Bu yüzden Komünist Enternasyonal'in açtığı yoldan onu aşmak üzere yürümek komünistlerin boynuna borçtur.
***
Elinizdeki bildirge Mustafa Suphi ve yoldaşlarının TKP’sinin üstlendiği misyonu yerine getirme iddiasını taşıyan komünistlerin bu bilinçle sahip çıktıkları ve gerisine düşmemeye kararlı oldukları Amaç ve İlkeleri içeriyor.
Bu bildirgenin arkasında duranlar devrimci teorinin, devrimci programın, strateji ve taktiklerin de, devrimci partinin de asıl amaca ulaşmak için birer araç olduğunun farkındadır. Ama bunların basit ve pasif araçlar olmadığını da biliyoruz. Madem ki bir amaca ulaşmak için, bazı somut konaklardan geçmek gerekir. Asıl amaca giden yolda birer basamak olan araçlar da başlı başına önem kazanabilir. Bazen amaca ulaşmak için gerekli olan bir aracın yaratılması, belki bütün bir kuşağın ömrünü adadığı başlı başına bir amaç haline gelir. Bir devrimci programın ortaya konması ve bunun etrafında kenetlenmiş bir devrimci partinin inşası komünistler için böyle bir görevdir.
Bu bildirgenin arkasında duranlar, aynı amaç ve ilkeleri benimsiyor. Aynı hedeflere ulaşmak üzere, devrimci bir partinin yaratılması için hazırlık faaliyetinin sorumluluğunu eylemli bir komünist dayanışma anlayışıyla paylaşıyor. Bu sorumluluğu paylaşmaya hazır ve müsait olan komünistlerin birliğini sağlamayı hedefliyor.
Bu birliği bir parti birliği noktasına ulaştırmayı öncelikli ödevimiz olarak kabul ediyoruz. Bu öncelikli ödevin bilinciyle, aynı amaç ve ilkelerde anlaşmış komünistlerin diğer tüm akım ve örgütlerle ayrım çizgilerini çeke çeke birleşmesi için mücadele ediyoruz.
Bu yolda, gitmek istediğimiz yeri gösteren bir pusula ve sınanmış bir rehberle hareket ediyoruz. Ama geçmişi bir kalemde silip, beyaz bir sayfadan başlamıyoruz. Bugüne kadar yapılmış ve söylenmiş olan hiçbir şeyi görmezden gelmiyoruz.
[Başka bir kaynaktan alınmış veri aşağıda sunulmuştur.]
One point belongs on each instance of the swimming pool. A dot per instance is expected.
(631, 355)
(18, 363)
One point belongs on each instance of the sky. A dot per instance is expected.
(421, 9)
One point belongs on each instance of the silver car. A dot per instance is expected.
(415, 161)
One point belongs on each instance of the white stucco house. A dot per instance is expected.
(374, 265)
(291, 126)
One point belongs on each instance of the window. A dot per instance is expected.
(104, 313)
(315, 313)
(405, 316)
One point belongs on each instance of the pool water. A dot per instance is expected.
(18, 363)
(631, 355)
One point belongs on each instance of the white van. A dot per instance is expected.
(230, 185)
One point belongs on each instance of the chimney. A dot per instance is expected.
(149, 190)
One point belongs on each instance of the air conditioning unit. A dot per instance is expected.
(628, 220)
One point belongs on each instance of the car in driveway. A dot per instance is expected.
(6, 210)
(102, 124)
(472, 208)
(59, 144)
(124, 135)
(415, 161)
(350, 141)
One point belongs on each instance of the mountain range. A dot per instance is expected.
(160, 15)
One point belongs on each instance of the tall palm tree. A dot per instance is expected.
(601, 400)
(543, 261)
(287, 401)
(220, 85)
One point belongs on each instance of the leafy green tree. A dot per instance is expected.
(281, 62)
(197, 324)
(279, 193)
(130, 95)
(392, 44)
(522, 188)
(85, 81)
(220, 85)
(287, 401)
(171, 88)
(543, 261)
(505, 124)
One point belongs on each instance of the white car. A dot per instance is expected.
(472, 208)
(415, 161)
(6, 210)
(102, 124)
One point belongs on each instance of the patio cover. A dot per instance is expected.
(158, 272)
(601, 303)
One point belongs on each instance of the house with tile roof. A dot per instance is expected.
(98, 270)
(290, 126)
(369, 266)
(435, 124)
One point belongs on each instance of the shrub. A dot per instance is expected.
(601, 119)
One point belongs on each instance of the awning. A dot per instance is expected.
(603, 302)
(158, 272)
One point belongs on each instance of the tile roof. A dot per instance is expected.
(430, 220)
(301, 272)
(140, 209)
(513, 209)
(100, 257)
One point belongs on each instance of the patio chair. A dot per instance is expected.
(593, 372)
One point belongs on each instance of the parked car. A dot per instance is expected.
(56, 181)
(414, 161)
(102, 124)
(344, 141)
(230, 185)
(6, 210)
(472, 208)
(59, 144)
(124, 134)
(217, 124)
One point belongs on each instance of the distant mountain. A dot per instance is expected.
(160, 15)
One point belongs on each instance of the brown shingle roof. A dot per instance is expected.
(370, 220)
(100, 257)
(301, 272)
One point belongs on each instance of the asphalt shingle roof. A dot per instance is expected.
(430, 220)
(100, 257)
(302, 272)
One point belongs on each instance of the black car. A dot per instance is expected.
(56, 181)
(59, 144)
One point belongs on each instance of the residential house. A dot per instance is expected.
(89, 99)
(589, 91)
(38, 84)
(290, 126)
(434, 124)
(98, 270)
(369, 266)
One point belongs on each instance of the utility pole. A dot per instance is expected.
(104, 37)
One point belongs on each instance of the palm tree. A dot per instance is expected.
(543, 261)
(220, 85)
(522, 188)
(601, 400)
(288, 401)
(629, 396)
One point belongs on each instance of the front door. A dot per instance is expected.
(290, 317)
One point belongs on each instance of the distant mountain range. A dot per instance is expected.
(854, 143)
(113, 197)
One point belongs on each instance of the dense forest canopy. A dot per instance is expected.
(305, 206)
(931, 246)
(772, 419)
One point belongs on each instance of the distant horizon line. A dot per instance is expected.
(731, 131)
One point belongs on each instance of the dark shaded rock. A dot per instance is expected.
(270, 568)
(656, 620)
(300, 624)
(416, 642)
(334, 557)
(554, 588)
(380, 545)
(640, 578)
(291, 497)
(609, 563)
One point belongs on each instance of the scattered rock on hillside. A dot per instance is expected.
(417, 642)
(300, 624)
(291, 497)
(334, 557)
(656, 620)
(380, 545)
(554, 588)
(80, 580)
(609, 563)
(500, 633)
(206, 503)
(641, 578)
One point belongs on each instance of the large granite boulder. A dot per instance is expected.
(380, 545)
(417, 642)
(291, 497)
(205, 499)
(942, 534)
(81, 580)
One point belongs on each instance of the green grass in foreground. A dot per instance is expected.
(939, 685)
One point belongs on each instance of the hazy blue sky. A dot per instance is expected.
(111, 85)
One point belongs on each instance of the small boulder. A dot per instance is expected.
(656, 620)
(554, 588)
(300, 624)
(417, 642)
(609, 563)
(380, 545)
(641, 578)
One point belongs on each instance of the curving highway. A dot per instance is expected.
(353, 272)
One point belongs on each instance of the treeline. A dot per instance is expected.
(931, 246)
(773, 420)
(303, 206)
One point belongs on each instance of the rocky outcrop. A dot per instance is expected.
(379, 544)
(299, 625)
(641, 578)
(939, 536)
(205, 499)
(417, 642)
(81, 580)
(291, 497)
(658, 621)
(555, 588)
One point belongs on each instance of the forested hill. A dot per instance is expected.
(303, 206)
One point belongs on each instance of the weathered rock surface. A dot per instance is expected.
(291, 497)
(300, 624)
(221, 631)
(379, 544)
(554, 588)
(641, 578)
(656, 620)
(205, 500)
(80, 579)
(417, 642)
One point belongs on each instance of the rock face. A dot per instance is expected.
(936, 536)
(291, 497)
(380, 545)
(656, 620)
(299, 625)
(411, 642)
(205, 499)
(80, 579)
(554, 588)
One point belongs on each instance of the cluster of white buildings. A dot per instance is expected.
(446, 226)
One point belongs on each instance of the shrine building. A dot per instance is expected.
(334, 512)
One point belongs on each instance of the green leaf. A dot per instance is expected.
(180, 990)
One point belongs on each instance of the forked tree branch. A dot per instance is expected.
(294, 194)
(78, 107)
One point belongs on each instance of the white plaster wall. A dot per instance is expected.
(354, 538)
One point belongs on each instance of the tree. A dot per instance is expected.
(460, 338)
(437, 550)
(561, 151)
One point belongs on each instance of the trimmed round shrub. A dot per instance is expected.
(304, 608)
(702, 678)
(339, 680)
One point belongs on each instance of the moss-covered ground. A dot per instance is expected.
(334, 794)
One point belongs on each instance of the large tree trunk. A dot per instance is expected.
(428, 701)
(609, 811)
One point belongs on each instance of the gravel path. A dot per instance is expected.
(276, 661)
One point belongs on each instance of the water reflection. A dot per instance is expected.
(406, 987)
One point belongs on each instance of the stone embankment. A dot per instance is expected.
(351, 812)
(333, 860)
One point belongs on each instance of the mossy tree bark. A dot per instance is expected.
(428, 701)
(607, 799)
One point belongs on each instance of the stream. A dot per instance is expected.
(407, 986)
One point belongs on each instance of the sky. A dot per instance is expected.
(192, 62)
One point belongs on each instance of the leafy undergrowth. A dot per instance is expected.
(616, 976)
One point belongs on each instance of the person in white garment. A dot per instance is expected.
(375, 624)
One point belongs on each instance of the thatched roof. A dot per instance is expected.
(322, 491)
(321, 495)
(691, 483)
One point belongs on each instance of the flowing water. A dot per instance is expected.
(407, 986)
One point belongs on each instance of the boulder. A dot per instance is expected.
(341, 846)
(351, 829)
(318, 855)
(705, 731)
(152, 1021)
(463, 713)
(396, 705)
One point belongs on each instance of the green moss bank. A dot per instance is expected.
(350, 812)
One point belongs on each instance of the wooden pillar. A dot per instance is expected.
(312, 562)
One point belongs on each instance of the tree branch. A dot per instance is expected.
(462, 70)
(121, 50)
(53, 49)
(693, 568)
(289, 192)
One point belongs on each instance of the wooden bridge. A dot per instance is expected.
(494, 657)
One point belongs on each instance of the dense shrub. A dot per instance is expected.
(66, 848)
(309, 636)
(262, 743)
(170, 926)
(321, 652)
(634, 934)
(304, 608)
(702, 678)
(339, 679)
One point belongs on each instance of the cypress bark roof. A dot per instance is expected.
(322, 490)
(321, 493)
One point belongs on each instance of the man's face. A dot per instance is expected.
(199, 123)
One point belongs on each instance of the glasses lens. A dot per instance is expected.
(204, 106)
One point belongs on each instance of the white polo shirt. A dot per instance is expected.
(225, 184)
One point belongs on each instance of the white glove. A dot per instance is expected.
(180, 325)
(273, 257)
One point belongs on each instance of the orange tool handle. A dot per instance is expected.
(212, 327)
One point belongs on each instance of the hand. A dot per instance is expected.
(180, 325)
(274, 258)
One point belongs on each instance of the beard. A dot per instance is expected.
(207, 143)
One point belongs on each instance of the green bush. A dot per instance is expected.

Bunların tümünü ve herşeyi, kendimize rehber edindiğimiz bolşevizmin mihengine vurarak ayıklıyoruz.
Esin kaynağımız Ekim Devrimi, kılavuzumuz Ekim derslerinin genelleştirildiği ve somutlaştırıldığı Komünist Enternasyonal'in ilk dört kongresinin belgeleridir.
Gerisine düşmemeye kararlı olduğumuz Amaç ve İlkelerimiz bu paha biçilmez kaynaktan süzülmüştür.